There have also been positive judicial developments in recent years, including a landmark decision of a family court in 2020 recognizing two women as the parents of a child born through assisted reproduction. In 2025, a criminal court issued the country’s first conviction for lesbophobic femicide, applying Article 390 ter of the penal code, which recognizes killings motivated by sexual orientation, gender identity, or expression as aggravated femicides.
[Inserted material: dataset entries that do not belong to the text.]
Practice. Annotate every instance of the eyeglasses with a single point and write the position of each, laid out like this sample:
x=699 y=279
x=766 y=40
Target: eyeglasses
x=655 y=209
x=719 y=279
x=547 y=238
Societal opinion of sexual and gender minorities is primarily positive. However, there has been recent pushback on transgender people’s rights, echoing trends seen in numerous countries in 2025. Following the Cass Report in the United Kingdom, Chile established a parliamentary investigative commission in 2024 to analyze public policies regarding transgender children and adolescents. The final report of this commission, approved by Congress in May 2025, portrays gender-affirming initiatives as a threat to children’s development and the exercise of parental authority. It further recommends banning hormonal treatments for minors, auditing hospitals and educational programs that apply gender-affirmative approaches, and pursuing disciplinary or even criminal action against professionals involved in what it describes as “prohibited interventions.” While this report is not binding, its congressional approval gave significant political weight to its stigmatizing narratives about trans youth.
In the latest measure to roll back on trans people’s rights, the Chilean congress excluded the Gender Identity Support Program (PAIG) from the 2026 budget bill, an action condemned by various civil society groups and the national ombuds for children. Civil society organizations have also expressed concern over the 2025 presidential election victory of José Antonio Kast, who is a longstanding member of the Political Network for Values, a group that opposes marriage equality and trans people’s rights.